Monday, May. 07, 1934
Roman & Yankee
Nearly two milleniums ago a man who liked monuments sent his Roman legions into the Alps and in three brisk campaigns made vassals of its 44 tribes. To celebrate that feat the Roman Senate & People raised to their first Emperor, Augustus Caesar, a great monument, on a lonely hill overlooking the Mediterranean and the shore road along which the legions marched toward Spain. Like a great stone wedding cake, the Trophy of the Alps rose 150 ft., topped by a stone Augustus. With the centuries the Visigoths, Ostrogoths, Vandals and Huns tore the great pile apart. Later still it was converted into a fort. Louis XIV, who disliked other men's monuments, had it blown up. Seven years ago another man who also liked monuments began to put it together again.

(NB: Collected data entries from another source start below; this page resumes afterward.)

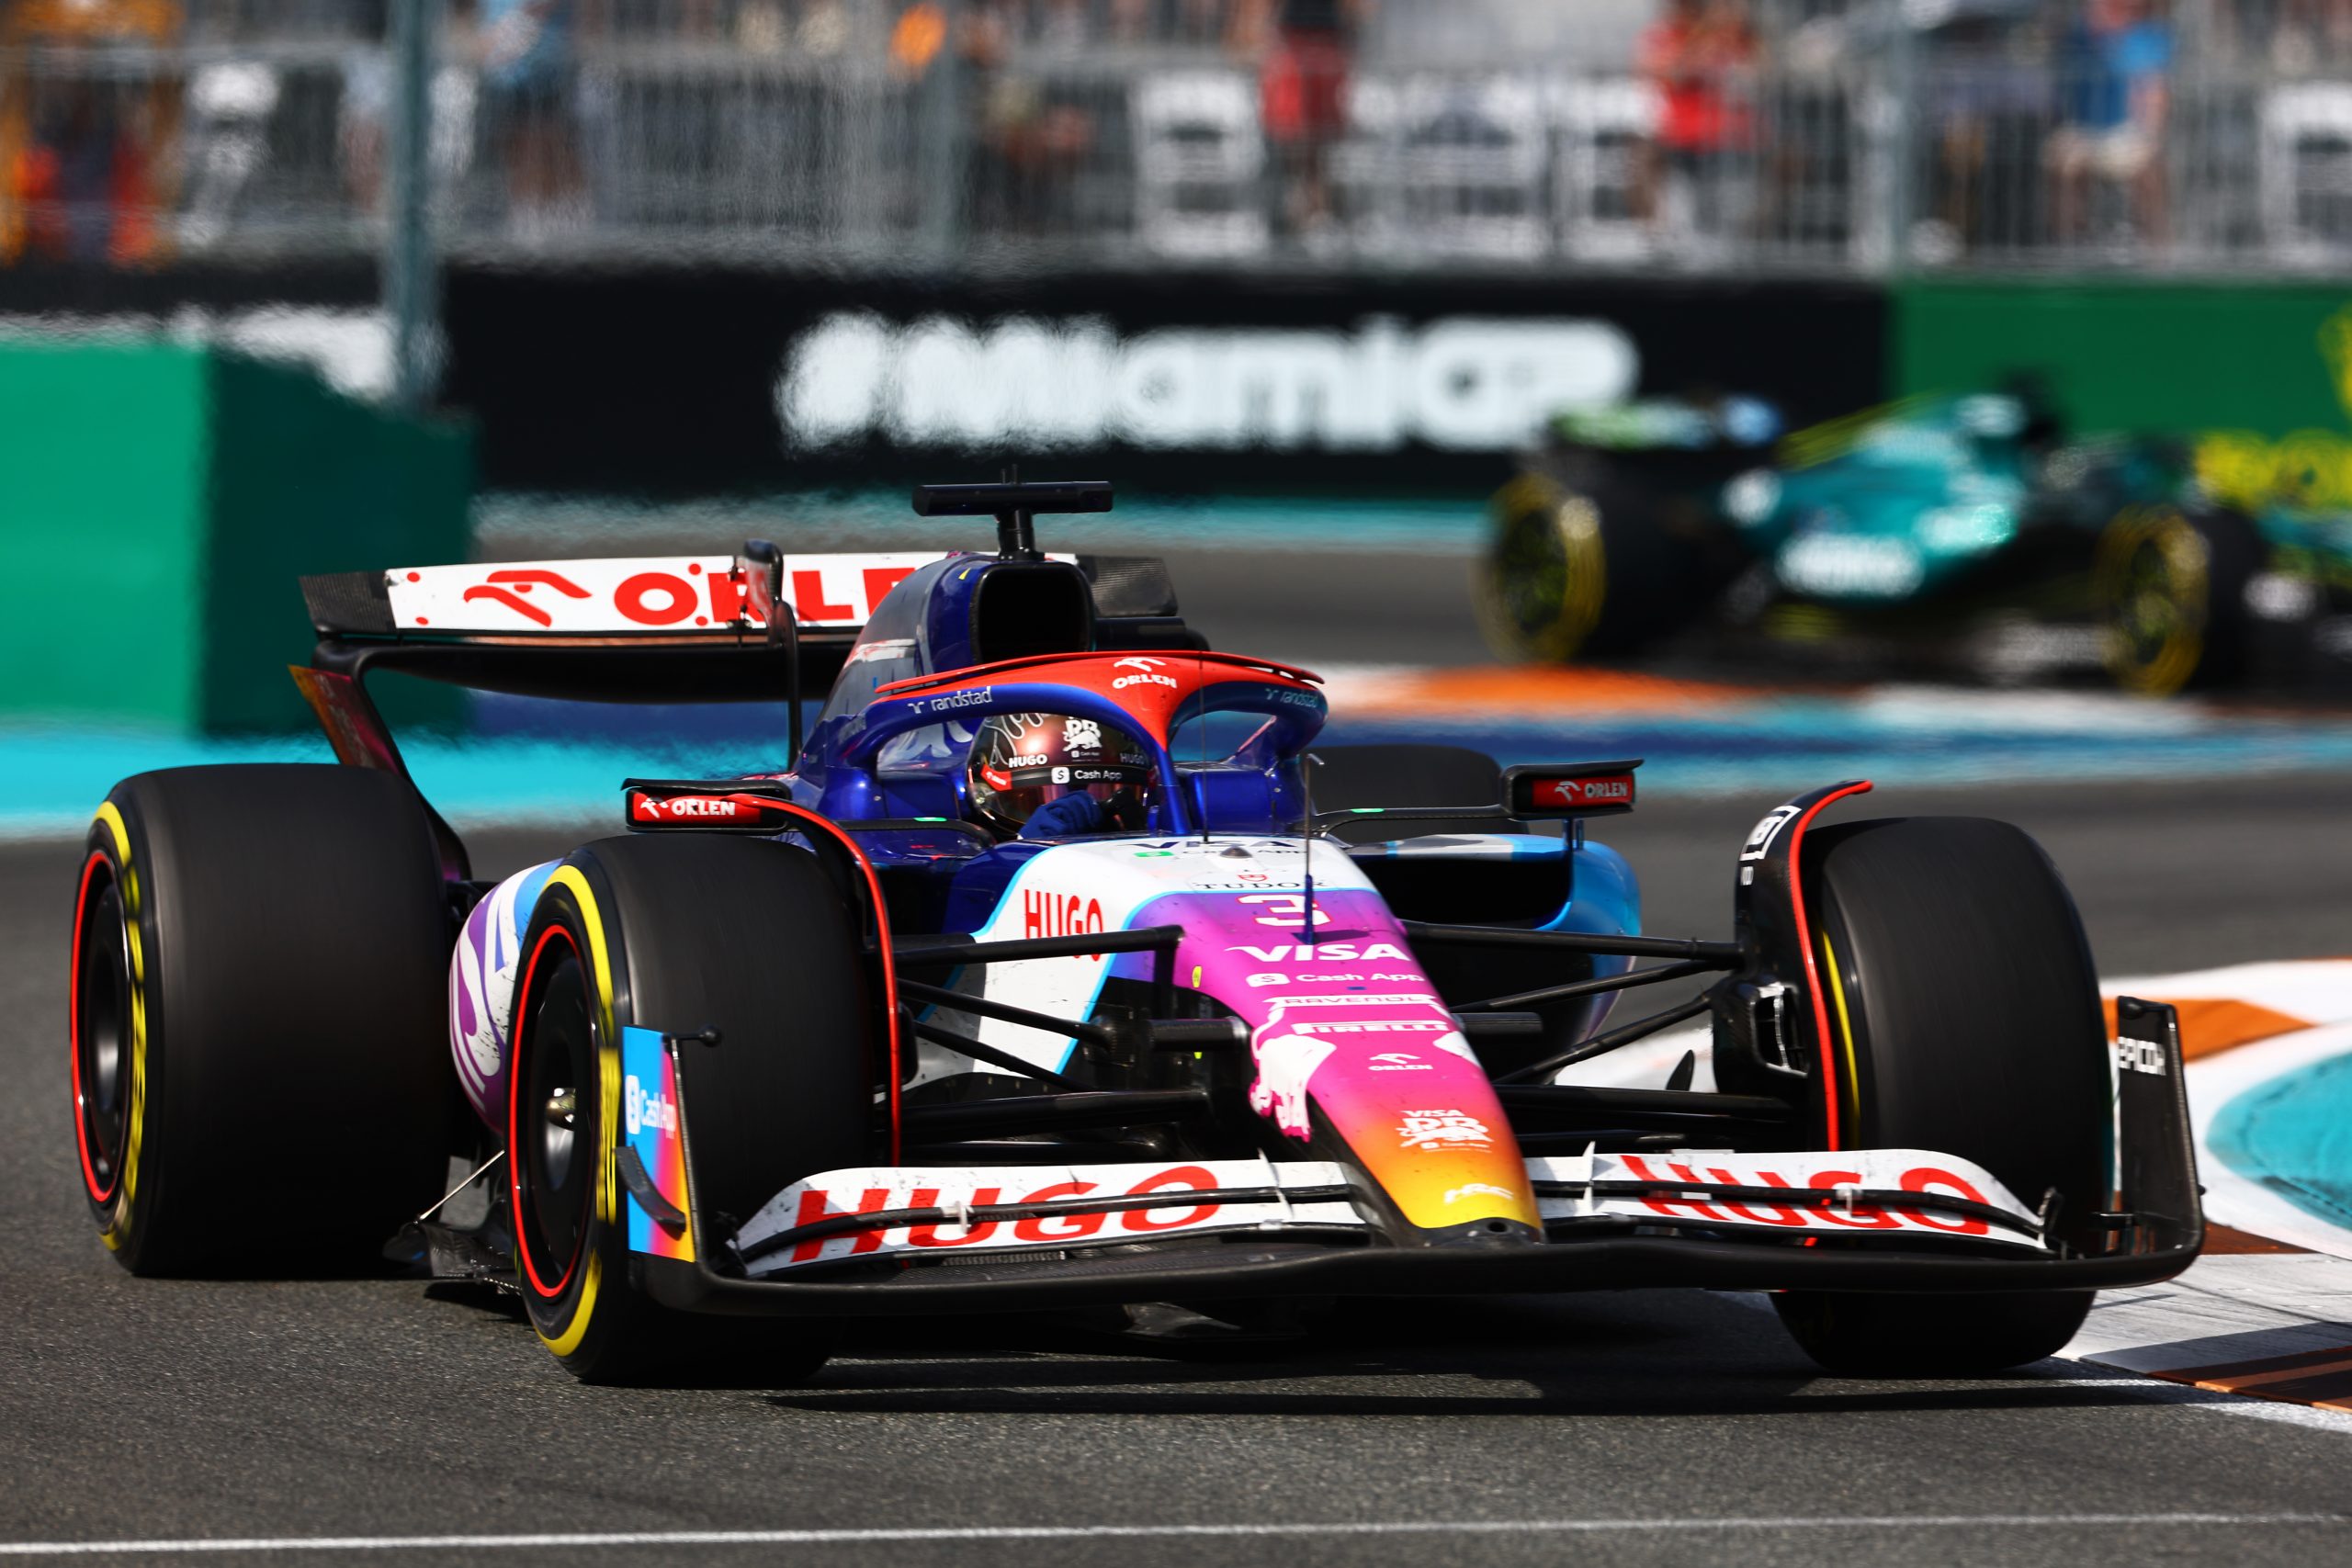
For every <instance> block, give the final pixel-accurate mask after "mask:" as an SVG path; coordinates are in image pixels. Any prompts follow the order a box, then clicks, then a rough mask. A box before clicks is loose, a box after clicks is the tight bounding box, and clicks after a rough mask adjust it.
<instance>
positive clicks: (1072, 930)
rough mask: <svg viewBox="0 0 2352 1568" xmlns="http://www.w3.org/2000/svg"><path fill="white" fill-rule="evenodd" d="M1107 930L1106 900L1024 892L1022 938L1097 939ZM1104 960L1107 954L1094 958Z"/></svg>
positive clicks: (1072, 895) (1033, 891) (1083, 897)
mask: <svg viewBox="0 0 2352 1568" xmlns="http://www.w3.org/2000/svg"><path fill="white" fill-rule="evenodd" d="M1101 929H1103V900H1101V898H1087V896H1084V893H1056V891H1051V889H1021V936H1094V933H1096V931H1101ZM1094 957H1096V959H1101V957H1103V954H1094Z"/></svg>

The lonely hill had become La Turbie, near Monte Carlo, where a rich Yankee expatriate spends his winters. Square-shouldered, withered little Edward Tuck, 92, went to Paris 70 years ago as Abraham Lincoln's vice consul and, except for a few early years of shuttling back & forth to the U. S., stayed on in France. He made his fortune as a private banker, built it up by investments in U. S. banks (Chase), railroads (Great Northern, Northern Pacific) and public utilities. He has given France a $5,000,000 art collection, a hospital, Napoleon's Park at Malmaison. Napoleon's famed Marshal's Table, all on the theory that art treasures should stay at home. France has given him the Grand Cross of the Legion of Honor and honorary citizenship in Paris. His benefactions have made him Dartmouth College's Grand Old Man. Since 1927 his masons have been rebuilding the western face of the Trophy of the Alps, with an interior stone stairway ending in a great stone block which pivots open to a fine view of the Mediterranean and the road to Monte Carlo. Such relics as his men dug up he installed in a museum on the spot. Last week he stood before Augustus' renovated Trophy and gave the keys ceremoniously to French officials. In his good Yankee accent, he declared: ''The Trophy of the Alps represents . . . the magnificent and generous ideal of an ancient civilization . . . and the Pax Romana, which gave three centuries of world peace and prosperity. May they be spread anew among men."